I gave myself three seconds to take a breath.
If I took the back road, I’d make it. Hardly anyone traveled that way uptown – the glare of the sun made it difficult to see.
I patted my pocket for my eyedrops to refresh my contacts, then remembered their demise an hour earlier.
Dang. I pictured the fluorescent liquid soaking into the carpet. That’s going to stain.
The ride wasn’t too bad at first. The road curved uphill around a steep cliffside.
I pedaled harder and tried not to worry about being late.
Instead, I ran through everything I needed to do this week.
Why I thought replacing anxious thoughts with more anxious thoughts would help was beyond me.
Groceries, new paints, Skye’s back-to-school project, hosing off Leo’s shoes, chem lecture, labs.
And Daddy’s arthritis medicine. I’d seen him rubbing his hands at the table.
I knew when he was stretching his pills.
I followed the bend of the road, sticking as close to the guardrail as possible, eyeing the steep drop on the left.
The ocean sparkled below, a dark blue with peaks of cerulean, a few colorful barges and floating solar farms sliding across the horizon.
The air tasted salty and crisp. Instead of waves crashing, I heard a campervan puttering past, blaring country pop, veering closer than I would’ve liked in the lane next to me.
Eight minutes until my shift started.
I leaned into the next sharp bend and the sun beamed, a more brilliant red than usual, its rays flooding over me like a spotlight.
I squinted, trying to block it with my hand.
Brakes screeched up ahead, followed by the smell of burnt rubber tires.

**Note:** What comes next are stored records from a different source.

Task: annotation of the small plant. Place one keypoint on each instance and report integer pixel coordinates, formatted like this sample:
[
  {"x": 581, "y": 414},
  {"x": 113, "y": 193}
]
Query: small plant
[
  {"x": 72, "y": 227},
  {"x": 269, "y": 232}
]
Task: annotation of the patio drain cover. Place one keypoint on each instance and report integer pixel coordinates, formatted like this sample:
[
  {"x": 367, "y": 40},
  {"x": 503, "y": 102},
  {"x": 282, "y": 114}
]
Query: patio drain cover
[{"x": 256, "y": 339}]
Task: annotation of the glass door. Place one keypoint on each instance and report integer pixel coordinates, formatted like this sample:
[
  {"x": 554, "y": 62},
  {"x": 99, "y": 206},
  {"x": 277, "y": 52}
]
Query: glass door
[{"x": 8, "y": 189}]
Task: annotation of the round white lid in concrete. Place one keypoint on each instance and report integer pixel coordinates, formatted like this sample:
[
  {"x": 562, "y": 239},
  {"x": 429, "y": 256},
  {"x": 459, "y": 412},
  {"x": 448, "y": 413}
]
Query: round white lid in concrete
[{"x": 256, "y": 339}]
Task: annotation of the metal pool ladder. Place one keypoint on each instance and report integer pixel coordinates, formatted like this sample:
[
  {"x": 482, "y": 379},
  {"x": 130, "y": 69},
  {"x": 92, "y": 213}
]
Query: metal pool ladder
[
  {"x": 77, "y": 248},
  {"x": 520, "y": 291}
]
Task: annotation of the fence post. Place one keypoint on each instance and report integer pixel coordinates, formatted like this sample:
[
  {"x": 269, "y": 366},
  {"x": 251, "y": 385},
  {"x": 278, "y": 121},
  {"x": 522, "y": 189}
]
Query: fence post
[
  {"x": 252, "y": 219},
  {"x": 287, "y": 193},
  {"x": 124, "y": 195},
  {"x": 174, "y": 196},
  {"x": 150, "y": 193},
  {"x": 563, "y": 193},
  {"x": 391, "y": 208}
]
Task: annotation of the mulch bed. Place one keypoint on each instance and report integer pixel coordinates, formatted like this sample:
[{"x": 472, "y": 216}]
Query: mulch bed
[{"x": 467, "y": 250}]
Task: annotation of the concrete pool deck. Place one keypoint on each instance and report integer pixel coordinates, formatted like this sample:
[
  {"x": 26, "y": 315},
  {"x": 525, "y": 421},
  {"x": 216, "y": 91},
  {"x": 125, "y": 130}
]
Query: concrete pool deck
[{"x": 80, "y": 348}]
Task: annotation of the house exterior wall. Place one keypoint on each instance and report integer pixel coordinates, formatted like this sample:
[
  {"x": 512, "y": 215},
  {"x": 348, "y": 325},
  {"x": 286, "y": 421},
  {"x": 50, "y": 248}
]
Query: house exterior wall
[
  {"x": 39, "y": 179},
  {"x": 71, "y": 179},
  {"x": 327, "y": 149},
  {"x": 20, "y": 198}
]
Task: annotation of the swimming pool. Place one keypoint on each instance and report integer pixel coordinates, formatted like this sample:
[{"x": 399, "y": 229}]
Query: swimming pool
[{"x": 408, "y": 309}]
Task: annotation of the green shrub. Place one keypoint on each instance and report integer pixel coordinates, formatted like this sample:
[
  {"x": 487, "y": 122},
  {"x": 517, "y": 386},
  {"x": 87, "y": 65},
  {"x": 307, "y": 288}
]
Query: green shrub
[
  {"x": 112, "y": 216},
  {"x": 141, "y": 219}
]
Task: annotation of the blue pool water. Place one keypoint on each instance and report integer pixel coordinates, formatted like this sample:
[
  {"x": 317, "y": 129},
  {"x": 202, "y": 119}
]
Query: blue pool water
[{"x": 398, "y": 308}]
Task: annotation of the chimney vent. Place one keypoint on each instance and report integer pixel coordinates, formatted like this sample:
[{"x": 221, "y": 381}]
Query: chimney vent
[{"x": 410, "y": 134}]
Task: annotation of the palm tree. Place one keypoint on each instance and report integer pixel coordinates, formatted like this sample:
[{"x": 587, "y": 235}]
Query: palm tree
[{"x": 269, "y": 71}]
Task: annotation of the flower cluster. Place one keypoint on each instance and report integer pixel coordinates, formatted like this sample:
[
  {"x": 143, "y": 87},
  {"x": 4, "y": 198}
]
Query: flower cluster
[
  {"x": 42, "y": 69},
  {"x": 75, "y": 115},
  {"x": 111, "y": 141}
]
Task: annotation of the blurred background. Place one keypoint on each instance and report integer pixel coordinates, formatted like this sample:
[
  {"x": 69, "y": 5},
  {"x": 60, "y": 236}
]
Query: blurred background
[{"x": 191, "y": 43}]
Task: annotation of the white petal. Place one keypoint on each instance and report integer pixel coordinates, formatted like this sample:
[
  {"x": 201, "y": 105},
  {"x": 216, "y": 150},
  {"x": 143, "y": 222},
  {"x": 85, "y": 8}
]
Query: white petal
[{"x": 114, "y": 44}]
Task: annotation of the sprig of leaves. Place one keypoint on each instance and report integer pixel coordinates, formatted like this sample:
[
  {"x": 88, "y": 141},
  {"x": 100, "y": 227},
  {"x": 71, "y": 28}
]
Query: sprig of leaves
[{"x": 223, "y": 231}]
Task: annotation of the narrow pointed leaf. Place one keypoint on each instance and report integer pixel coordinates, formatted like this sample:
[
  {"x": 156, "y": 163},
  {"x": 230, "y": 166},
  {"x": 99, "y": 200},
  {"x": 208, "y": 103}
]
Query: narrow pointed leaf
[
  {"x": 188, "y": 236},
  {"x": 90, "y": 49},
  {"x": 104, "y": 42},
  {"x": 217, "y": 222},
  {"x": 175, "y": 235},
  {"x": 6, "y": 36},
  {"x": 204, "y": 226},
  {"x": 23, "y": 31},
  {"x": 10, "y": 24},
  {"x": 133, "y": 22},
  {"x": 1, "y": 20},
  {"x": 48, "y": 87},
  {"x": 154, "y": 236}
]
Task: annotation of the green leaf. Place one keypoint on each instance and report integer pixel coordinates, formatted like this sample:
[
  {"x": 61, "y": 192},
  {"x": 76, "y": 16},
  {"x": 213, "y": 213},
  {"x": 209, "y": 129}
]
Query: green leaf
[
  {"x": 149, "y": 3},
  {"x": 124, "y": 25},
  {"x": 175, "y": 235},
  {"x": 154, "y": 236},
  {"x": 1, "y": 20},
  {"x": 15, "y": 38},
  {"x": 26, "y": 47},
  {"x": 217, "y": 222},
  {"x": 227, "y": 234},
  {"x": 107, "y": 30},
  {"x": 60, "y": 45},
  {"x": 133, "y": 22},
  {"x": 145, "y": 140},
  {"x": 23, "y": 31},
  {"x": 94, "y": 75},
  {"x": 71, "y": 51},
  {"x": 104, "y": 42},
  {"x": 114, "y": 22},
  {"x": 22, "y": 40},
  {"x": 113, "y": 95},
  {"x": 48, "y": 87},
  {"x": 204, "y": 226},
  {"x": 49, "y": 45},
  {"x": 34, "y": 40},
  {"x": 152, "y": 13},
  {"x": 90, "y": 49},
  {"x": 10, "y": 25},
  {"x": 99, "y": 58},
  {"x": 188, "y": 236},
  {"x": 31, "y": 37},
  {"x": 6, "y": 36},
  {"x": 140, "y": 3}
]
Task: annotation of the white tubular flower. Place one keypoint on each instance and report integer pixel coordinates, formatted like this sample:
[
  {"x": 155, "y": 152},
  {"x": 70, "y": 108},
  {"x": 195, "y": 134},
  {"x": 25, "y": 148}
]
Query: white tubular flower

Then, something shrieked and shuddered, metal groaning.
My dry eyes struggled to adjust to the sunlight.
I could barely make out the campervan crashed into the guardrail, spun around so it was facing me.
It took up all the shoulder and half the lane, blocking my path.
By the time I pieced it all together, my front tire was less than a foot from the van’s front bumper.
Stars freakin’ above.
A sickening crack reverberated through my ears – me hitting the windshield. Pain lanced up my side, and darkness replaced the vermillion glow of the sun.